The paper is from http://citeseerx.ist.psu.edu/viewdoc/download?doi=10.1.1.384.1465&rep=rep1&type=pdf
I understand (1) - (17) equations and verified them. But when read about
The present approximation comes out in powers of $\beta = \alpha - 1$; if powers of $\alpha$ are preferred, a preliminary change of variables can be made $(x = e^u)$, so
$$\Gamma(\alpha) = \int_{-\infty}^{\infty}u^a\exp(-e^u)du \tag{18}$$ I am confused. If let $x= e^u$, then $u=lnx$. For $\Gamma(\alpha)=\int_0^{\infty}x^{\alpha-1}e^{-x}dx$, $ 0 < x < \infty$, then $-\infty<u<\infty$. $\Gamma(\alpha) = \int_{-\infty}^{\infty}(e^{u})^{\alpha-1}e^{-e^{u}}d(e^u) =\int_{-\infty}^{\infty}(e^{u})^{\alpha-1}e^{-e^{u}}e^udu = \int_{-\infty}^{\infty}(e^{u})^{\alpha}exp({e^{-u}})du$.
What's wrong with my derivation.
What's more,
A refinement of the argument leads to the usual asymptotic development,
$$\Gamma_1(\beta) = 1 + \frac{1}{12\beta} + ... \tag{19}$$
I am also confused with this expression. Any help will be appreciated, thanks very much.

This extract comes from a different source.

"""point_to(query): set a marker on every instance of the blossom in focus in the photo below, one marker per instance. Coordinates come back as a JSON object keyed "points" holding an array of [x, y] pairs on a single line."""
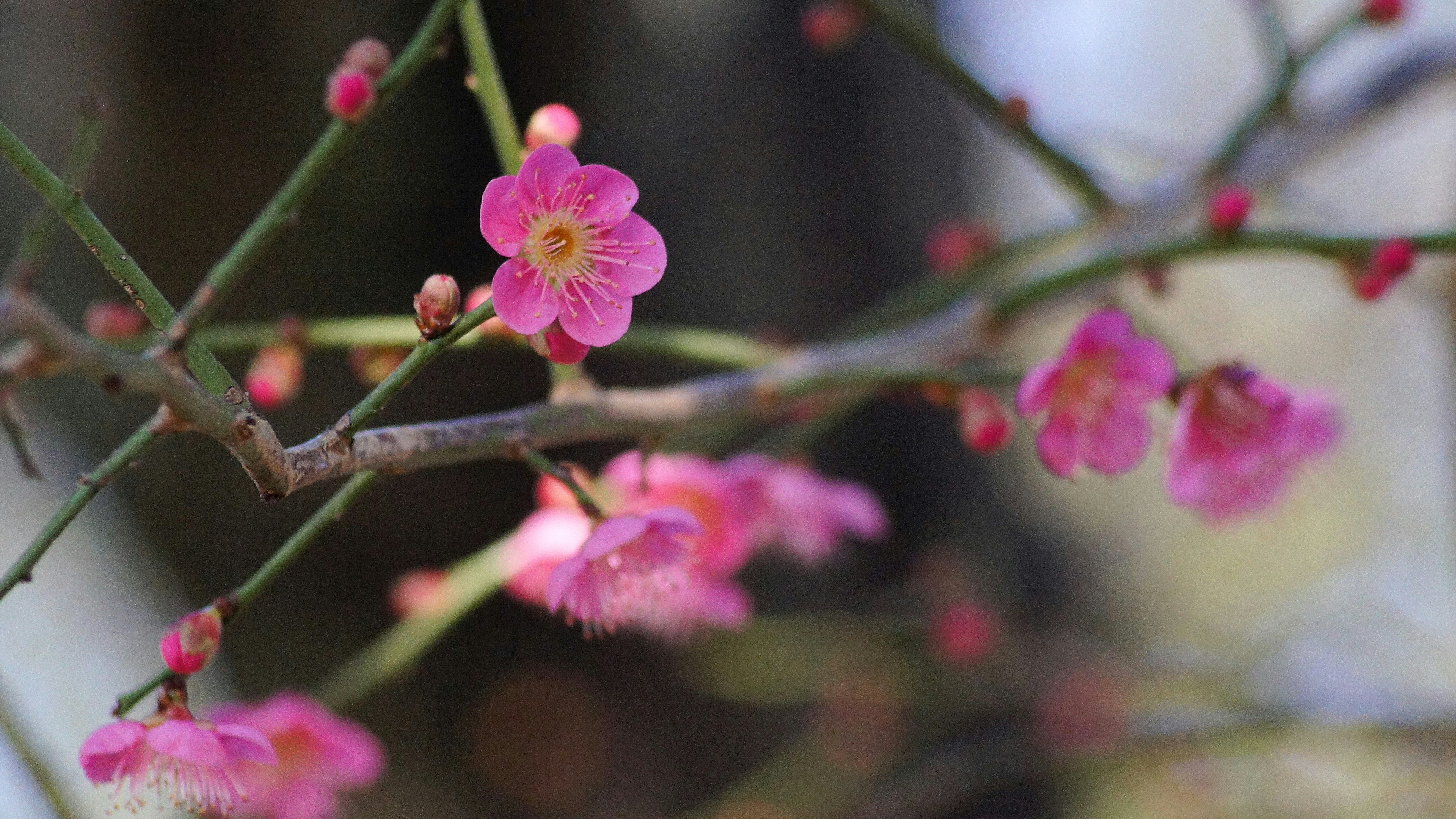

In regards to your "What's more,", look at the lemma after equation $(12)$. That lemma is enough to obtain the first term of the asymptotic expansion for the Gamma function. The paper then says:
What the author means here is that by being more careful with the argument used to prove the lemma, the higher-order terms of the asymptotic (think of these as higher-order corrections) given in formula $(19)$ can be obtained.
The author did not prove equation $(19)$ in the paper (nor did they claim to).